Autre avantage des cryptoactifs : en permettant de mettre en œuvre une titrisation digitalisée, ils offrent une solution plus rapide, moins cher et désintermédié à la création de titres financiers traditionnels. La tokenisation de la finance permet en effet à des entreprises non cotées de lever des fonds facilement, sans avoir à mettre en place un pack d’actionnaires, à prévoir la documentation, etc.

Enfin, les Security Tokens peuvent paraître plus avantageux que les actions car ils permettent de créer des actifs avec des caractéristiques sur mesure, le tout de façon ultra-sécurisée.

En effet, la tokenisation induit une sécurité des instruments financiers au sens juridique du mot, que l’on peut découper comme on veut suivant le projet (gouvernance avec droits de vote pour certains aspects, revenus sur une partie ou totalité des bénéfices par exemple). Mais la Blockchain permet aussi d’embarquer ces paramètres automatiques dans le code. Toutes les règles et les droits peuvent en effet être inscrits dans le code, ce qui garantit l’inviolabilité des paramètres puisque le code de la Blockchain ne se casse pas. Ainsi, le portefeuille est totalement transparent et auditable. Avec la Blockchain, il n’y a pas de produits opaques.

Les émetteurs ne sont pas les seuls à pouvoir bénéficier d’avantages liés aux cryptoactifs. De fait, les investisseurs bénéficient également d’atouts liés aux cryptoactifs. En effet, les Security Tokens permettront d’ici peu d’échanger librement ses jetons sur des marchés, rendant ces actifs bien plus liquides que les parts de fonds de Private Equity, par exemple.
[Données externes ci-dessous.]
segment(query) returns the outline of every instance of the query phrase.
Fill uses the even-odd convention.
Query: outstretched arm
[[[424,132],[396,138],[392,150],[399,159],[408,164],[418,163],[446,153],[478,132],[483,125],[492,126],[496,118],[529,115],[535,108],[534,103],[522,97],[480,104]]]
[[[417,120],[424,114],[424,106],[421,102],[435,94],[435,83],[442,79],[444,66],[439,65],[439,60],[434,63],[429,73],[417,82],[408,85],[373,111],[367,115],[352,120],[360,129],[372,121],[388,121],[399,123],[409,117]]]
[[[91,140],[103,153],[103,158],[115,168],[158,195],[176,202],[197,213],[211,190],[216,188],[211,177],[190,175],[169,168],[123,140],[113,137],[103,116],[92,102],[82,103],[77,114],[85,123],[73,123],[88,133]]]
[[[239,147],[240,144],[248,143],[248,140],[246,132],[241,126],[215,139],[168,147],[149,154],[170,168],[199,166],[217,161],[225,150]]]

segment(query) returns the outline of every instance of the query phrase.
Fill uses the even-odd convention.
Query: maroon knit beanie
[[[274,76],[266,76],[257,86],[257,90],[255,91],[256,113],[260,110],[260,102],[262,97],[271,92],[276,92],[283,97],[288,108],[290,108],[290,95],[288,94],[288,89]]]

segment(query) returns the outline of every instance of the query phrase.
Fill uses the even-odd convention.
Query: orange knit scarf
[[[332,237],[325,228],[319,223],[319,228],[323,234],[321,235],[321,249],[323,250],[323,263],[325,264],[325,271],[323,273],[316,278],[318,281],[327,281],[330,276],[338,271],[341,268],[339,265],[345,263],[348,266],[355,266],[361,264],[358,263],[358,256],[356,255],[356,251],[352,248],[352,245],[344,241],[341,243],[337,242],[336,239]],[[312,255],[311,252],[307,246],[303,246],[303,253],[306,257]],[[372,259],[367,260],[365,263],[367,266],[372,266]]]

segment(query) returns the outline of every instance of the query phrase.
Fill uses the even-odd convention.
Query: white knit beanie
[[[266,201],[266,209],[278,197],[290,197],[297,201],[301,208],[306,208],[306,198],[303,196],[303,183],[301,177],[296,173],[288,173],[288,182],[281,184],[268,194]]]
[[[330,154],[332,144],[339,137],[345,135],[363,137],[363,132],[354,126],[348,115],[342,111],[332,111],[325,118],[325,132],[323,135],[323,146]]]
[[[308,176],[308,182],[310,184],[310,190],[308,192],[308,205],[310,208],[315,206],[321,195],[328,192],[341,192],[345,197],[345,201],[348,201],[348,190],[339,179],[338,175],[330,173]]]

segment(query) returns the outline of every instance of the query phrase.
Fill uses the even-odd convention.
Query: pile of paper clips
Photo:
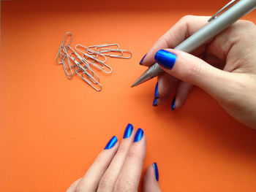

Véritable nouveau moyen de financement des entreprises, l’émission de cryptoactifs semble, par certains aspects, être plus avantageux qu’une campagne de crowdfunding ou qu’une introduction en Bourse.  Mais les jetons sont-ils pour autant des substituts parfaits aux titres financiers ?

Les Tokens : des actifs substituts presque parfaits aux titres financiers

Les Tokens comportent certaines limites à ne pas négliger. On notera que les Security Tokens, pouvant être cotés sur une place de marché, et donc de ce fait régulés, doivent être admis chez un dépositaire central, les faisant tomber dans une case financière pas réellement faite pour eux. Ils seront en effet considérés comme des instruments financiers ordinaires, ce qui implique de se conformer à la réglementation en vigueur et notamment à fournir aux investisseurs un prospectus détaillant le produit financier, ce qui a un coût.

L’autorité européenne des marchés financiers, l’ESMA, va-t-elle se montrer plus souple sur la cotation ? Pour l’instant, il s’agit d’actifs relativement complexes à mettre en place qui nécessitent des prestataires technos, financiers et juridiques.

De plus, ce type d’actifs, on l’a vu, est particulièrement pertinent pour les entreprises liées à l’innovation en phase d’amorçage, mais pas forcément pour tous les types d’entreprises et tous les besoins de financement. Les crypto-actifs semblent donc constituer une nouvelle modalité de financement qui peuvent être particulièrement attractives dans certains cas.

Toutefois, les actions demeurent une classe d’actifs qui n’est pas prête de disparaître. D’ailleurs, la plupart des sociétés ne font pas d’ICO (que ce soit en Utility Tokens ou en Security Tokens) et s’en tiennent aux opérations traditionnelles et institutionnelles. Les IPO ou introduction en Bourse et les actions restent des valeurs sûres sur lesquelles s’appuient de nombreuses entreprises pour mener le développement de leurs activités.